16.03.1990(pt) Różaniec...

    Z samego rana napadł na mnie demon i w myślach podsuwał złość na różne osoby. W wyobraźni znalazłem się na zebraniu przedwyborczym. Cóż mógłbym tam powiedzieć? Jak z pomocą Bożą walczyć ze złem? Napłynął dialog wobec  sali  pełnej ludzi z komitetem za stołem.

- Nie wiem jaki jest zadanie Komitetu Obywatelskiego, ale przypuszczam, że jest to sprawa służeniu ludowi. Proszę o potwierdzenie tego! Zarazem mam pytanie, ponieważ na sali widzę większość wierzących: gdzie na tej sali usiadłby Pan Jezus, Ten który najbardziej służył...gdzie usiadłby nieproszony?

    Komitet sam się wybrał i teraz robi spotkanie z ludnością. Przypomnę, że te struktury były związane z „Solidarnością” i służyły poprzedniej władzy...do dalszego trwania (nie było lustracji), a za nimi stał megaloman, który „przeskoczył przez płot” (późniejszy prezio Boleksław).

   Zadana pokuta i odmawianie różańca sprawiło, że w myślach znalazłem się z Panem Jezusem na Drodze Krzyżowej. Wprost "widziałem" Pana Jezusa pod ciężarem krzyża i płaczące kobiety: „nie płaczcie nade Mną, ale płaczcie raczej nad sobą i nad waszymi dziećmi”.

   Łzy same cisnęły się do oczu: „Jezu, Jezu, Jezu". Różaniec to Wielka Modlitwa: „Ojcze nasz"...”Chwała Ojcu", „Zdrowaś Maryjo". W środku zawołań nastąpiło wielkie skupienie z prośbą do Jezusa o światło dla niedobrego męża z którego żoną rozmawiałem przed kilkoma dniami. „Jezu proszę, Jezu to dla Ciebie tak niewiele, daj mu światło, pokaż mu to wszystko...spraw to Jezu, nie odmawiaj, proszę Cię”. 

   Teraz, gdy to przepisuję popłakałem się, bo z YouTube płynął mix moich piosenek i utworów rozrywających serce (wielkie dobro czynią, nawet uczestniczą w tym wielkim świadectwie wiary). 

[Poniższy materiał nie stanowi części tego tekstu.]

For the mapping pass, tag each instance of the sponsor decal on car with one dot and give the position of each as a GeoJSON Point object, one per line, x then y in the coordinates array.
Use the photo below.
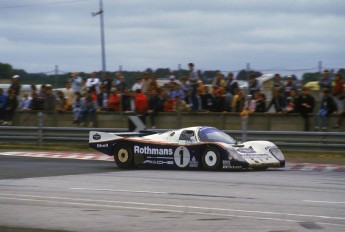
{"type": "Point", "coordinates": [193, 163]}
{"type": "Point", "coordinates": [96, 136]}
{"type": "Point", "coordinates": [227, 165]}
{"type": "Point", "coordinates": [102, 145]}
{"type": "Point", "coordinates": [246, 150]}
{"type": "Point", "coordinates": [147, 150]}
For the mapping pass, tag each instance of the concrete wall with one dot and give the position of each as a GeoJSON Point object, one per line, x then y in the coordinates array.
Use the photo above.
{"type": "Point", "coordinates": [224, 121]}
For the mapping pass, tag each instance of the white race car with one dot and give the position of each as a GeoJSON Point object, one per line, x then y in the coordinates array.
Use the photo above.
{"type": "Point", "coordinates": [194, 147]}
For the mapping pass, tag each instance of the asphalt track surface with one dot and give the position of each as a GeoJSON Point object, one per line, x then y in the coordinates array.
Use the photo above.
{"type": "Point", "coordinates": [43, 194]}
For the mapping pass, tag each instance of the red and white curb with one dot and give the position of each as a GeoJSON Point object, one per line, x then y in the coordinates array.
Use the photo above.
{"type": "Point", "coordinates": [101, 157]}
{"type": "Point", "coordinates": [61, 155]}
{"type": "Point", "coordinates": [314, 167]}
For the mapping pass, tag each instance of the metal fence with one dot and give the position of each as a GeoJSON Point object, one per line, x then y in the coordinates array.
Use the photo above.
{"type": "Point", "coordinates": [286, 140]}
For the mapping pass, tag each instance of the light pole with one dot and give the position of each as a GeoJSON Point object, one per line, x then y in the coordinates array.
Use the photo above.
{"type": "Point", "coordinates": [100, 12]}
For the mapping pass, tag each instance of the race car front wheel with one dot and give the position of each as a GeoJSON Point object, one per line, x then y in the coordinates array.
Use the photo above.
{"type": "Point", "coordinates": [211, 159]}
{"type": "Point", "coordinates": [123, 157]}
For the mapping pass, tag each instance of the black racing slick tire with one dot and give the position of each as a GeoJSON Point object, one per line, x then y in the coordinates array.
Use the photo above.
{"type": "Point", "coordinates": [260, 168]}
{"type": "Point", "coordinates": [123, 157]}
{"type": "Point", "coordinates": [211, 159]}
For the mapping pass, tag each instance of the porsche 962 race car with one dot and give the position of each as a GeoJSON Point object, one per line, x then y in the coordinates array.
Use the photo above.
{"type": "Point", "coordinates": [194, 147]}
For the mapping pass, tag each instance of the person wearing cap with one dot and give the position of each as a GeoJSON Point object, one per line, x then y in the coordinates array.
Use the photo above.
{"type": "Point", "coordinates": [15, 85]}
{"type": "Point", "coordinates": [137, 85]}
{"type": "Point", "coordinates": [93, 82]}
{"type": "Point", "coordinates": [327, 107]}
{"type": "Point", "coordinates": [11, 106]}
{"type": "Point", "coordinates": [305, 106]}
{"type": "Point", "coordinates": [49, 99]}
{"type": "Point", "coordinates": [254, 84]}
{"type": "Point", "coordinates": [193, 80]}
{"type": "Point", "coordinates": [278, 101]}
{"type": "Point", "coordinates": [289, 86]}
{"type": "Point", "coordinates": [326, 81]}
{"type": "Point", "coordinates": [277, 83]}
{"type": "Point", "coordinates": [76, 82]}
{"type": "Point", "coordinates": [3, 98]}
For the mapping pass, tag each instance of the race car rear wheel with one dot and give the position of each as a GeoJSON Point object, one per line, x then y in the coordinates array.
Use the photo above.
{"type": "Point", "coordinates": [260, 168]}
{"type": "Point", "coordinates": [211, 159]}
{"type": "Point", "coordinates": [123, 157]}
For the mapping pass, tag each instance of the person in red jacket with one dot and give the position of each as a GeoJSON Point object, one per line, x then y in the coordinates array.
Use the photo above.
{"type": "Point", "coordinates": [338, 92]}
{"type": "Point", "coordinates": [140, 102]}
{"type": "Point", "coordinates": [114, 101]}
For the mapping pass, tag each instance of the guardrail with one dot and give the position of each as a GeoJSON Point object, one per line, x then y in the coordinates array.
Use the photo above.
{"type": "Point", "coordinates": [286, 140]}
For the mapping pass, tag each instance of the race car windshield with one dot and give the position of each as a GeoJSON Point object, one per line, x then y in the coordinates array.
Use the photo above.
{"type": "Point", "coordinates": [215, 135]}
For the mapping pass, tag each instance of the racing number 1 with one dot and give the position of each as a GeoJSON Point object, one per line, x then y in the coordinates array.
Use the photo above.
{"type": "Point", "coordinates": [181, 156]}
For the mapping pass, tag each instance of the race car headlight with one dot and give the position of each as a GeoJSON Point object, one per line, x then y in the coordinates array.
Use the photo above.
{"type": "Point", "coordinates": [234, 155]}
{"type": "Point", "coordinates": [277, 153]}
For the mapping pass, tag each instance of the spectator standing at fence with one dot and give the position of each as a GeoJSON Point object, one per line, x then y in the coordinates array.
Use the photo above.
{"type": "Point", "coordinates": [193, 80]}
{"type": "Point", "coordinates": [76, 82]}
{"type": "Point", "coordinates": [146, 80]}
{"type": "Point", "coordinates": [39, 99]}
{"type": "Point", "coordinates": [126, 100]}
{"type": "Point", "coordinates": [121, 84]}
{"type": "Point", "coordinates": [218, 81]}
{"type": "Point", "coordinates": [107, 82]}
{"type": "Point", "coordinates": [277, 83]}
{"type": "Point", "coordinates": [289, 86]}
{"type": "Point", "coordinates": [83, 88]}
{"type": "Point", "coordinates": [219, 103]}
{"type": "Point", "coordinates": [114, 100]}
{"type": "Point", "coordinates": [254, 84]}
{"type": "Point", "coordinates": [292, 101]}
{"type": "Point", "coordinates": [50, 99]}
{"type": "Point", "coordinates": [137, 85]}
{"type": "Point", "coordinates": [35, 103]}
{"type": "Point", "coordinates": [93, 82]}
{"type": "Point", "coordinates": [305, 106]}
{"type": "Point", "coordinates": [69, 94]}
{"type": "Point", "coordinates": [230, 88]}
{"type": "Point", "coordinates": [278, 101]}
{"type": "Point", "coordinates": [248, 106]}
{"type": "Point", "coordinates": [3, 98]}
{"type": "Point", "coordinates": [77, 107]}
{"type": "Point", "coordinates": [327, 107]}
{"type": "Point", "coordinates": [207, 99]}
{"type": "Point", "coordinates": [102, 99]}
{"type": "Point", "coordinates": [11, 106]}
{"type": "Point", "coordinates": [179, 105]}
{"type": "Point", "coordinates": [155, 104]}
{"type": "Point", "coordinates": [141, 104]}
{"type": "Point", "coordinates": [25, 103]}
{"type": "Point", "coordinates": [117, 78]}
{"type": "Point", "coordinates": [238, 101]}
{"type": "Point", "coordinates": [340, 120]}
{"type": "Point", "coordinates": [326, 81]}
{"type": "Point", "coordinates": [61, 102]}
{"type": "Point", "coordinates": [260, 102]}
{"type": "Point", "coordinates": [89, 106]}
{"type": "Point", "coordinates": [15, 85]}
{"type": "Point", "coordinates": [338, 92]}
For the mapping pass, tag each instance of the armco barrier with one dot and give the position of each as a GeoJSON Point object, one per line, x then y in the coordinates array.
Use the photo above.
{"type": "Point", "coordinates": [172, 120]}
{"type": "Point", "coordinates": [286, 140]}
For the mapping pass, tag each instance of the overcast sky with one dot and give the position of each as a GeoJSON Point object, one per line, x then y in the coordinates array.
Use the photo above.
{"type": "Point", "coordinates": [36, 35]}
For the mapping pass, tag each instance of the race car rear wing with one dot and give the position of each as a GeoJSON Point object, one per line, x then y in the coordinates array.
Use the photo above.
{"type": "Point", "coordinates": [97, 136]}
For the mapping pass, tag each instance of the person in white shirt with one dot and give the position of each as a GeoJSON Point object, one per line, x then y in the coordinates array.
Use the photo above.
{"type": "Point", "coordinates": [93, 82]}
{"type": "Point", "coordinates": [25, 102]}
{"type": "Point", "coordinates": [137, 85]}
{"type": "Point", "coordinates": [76, 81]}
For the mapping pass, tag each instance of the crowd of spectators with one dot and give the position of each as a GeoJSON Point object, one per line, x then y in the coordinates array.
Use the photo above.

     W środku pracy Pan wysłał mnie do zmarłego dziadka, który mieszkał pod lasem bez dojazdu. Idziemy przez pole, piękne słońce, śpiewają ptaszki. Na podwórku w dwóch wielkich klatkach siedzi sfora psów (na dziki). Wypisuję kartę i pytam synów zmarłego:

- Czy istnieje tamten świat?

- Coś jest, trudno to sprawdzić, nie wiemy, bo nikt tego jeszcze nie zbadał!

- Ojciec wasz wyzwolił się z ciała..to przypomina urwanie się psa z łańcucha...jego ciało duchowe jest lekkie, nie zna bólu, widzące, słyszące, rozmawiające przy pomocy myśli, przenika wszystko w sekundzie.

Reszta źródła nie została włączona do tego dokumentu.